O estudo do receituário português segue nas sobremesas onde tinha obrigatoriamente de existir um bolo de chocolate, aqui numa versão mousse, com molho de caramelo salgado, um arroz doce, com sorbet de maçã granny smith e lima e a estrela da companhia, o pudim Abade de Priscos, com toucinho desidratado por cima, a dar textura. Os Açores também estão representados na forma de ananás na brasa com gelado de requeijão de ovelha. Para cada sobremesa, um digestivo português, do vinho do Porto ao moscatel roxo.

Pudim Abade de Priscos

A grande esplanada na Praça do Comércio, onde apetece apenas estar, também pedia uma carta de bar à altura e por isso o exercício verifica-se também nos cocktails de autor, onde um daiquiri leva abacaxi braseado ou um mojito é afinal uma bebida com licor de ginja e ginger beer.

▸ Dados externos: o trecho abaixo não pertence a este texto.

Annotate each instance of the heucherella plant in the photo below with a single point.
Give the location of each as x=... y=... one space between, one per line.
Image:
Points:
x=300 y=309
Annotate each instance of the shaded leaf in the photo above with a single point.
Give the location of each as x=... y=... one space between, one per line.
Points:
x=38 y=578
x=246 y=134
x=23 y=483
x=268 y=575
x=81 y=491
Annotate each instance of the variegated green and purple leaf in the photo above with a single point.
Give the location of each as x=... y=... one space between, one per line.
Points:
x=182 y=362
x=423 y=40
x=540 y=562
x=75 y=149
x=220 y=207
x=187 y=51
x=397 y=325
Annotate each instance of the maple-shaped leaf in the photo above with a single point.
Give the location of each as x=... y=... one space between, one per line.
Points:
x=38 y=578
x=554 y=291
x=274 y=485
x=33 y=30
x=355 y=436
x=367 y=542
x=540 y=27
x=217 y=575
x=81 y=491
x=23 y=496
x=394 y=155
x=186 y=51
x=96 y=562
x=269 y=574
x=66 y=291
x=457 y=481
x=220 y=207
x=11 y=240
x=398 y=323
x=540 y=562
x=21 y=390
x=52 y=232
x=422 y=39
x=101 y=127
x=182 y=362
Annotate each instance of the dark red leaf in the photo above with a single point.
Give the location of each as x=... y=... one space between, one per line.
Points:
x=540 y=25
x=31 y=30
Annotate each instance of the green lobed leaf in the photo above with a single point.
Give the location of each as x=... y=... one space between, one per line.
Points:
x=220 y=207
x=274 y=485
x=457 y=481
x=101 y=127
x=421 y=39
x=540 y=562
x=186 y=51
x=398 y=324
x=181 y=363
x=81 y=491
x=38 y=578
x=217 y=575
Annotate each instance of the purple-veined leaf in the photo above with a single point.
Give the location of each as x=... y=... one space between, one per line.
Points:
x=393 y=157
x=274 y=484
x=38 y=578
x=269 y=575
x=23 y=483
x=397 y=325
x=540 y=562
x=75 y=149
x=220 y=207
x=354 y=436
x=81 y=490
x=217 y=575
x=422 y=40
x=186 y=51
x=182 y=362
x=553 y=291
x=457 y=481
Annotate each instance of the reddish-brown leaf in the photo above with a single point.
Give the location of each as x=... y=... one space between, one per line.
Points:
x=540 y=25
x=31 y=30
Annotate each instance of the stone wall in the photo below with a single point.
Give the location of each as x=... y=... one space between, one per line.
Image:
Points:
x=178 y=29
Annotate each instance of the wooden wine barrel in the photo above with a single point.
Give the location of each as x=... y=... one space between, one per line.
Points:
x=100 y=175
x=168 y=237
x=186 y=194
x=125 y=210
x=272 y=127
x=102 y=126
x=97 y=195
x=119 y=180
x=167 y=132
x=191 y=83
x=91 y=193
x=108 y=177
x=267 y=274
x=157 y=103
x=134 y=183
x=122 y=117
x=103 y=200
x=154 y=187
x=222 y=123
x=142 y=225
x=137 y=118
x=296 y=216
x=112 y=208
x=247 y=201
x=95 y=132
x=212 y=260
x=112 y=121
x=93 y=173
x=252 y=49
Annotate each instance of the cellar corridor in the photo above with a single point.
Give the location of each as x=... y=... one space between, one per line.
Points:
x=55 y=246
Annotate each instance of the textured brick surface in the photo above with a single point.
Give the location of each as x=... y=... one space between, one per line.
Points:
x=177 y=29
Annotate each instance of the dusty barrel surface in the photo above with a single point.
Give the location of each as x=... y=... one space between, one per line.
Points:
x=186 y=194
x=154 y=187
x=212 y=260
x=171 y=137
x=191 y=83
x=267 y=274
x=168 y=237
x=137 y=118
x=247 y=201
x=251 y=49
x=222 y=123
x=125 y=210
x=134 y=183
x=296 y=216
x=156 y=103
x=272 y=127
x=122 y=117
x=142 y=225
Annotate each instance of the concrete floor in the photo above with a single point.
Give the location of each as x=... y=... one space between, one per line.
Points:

Dentro de semanas Luís Gaspar terá em mãos novamente a Sala de Corte vai desdobrar-se entre estes dois restaurantes de grande escala e o DeliDelux da Avenida. Por enquanto, está na cozinha a fazer desta uma casa portuguesa, com certeza.

Praça do Comércio, Ala Poente, 9-12 (Terreiro do Paço). 21 347 0871. Seg-Dom 12.00-19.00. A partir de dia 9: 12.00-00.00.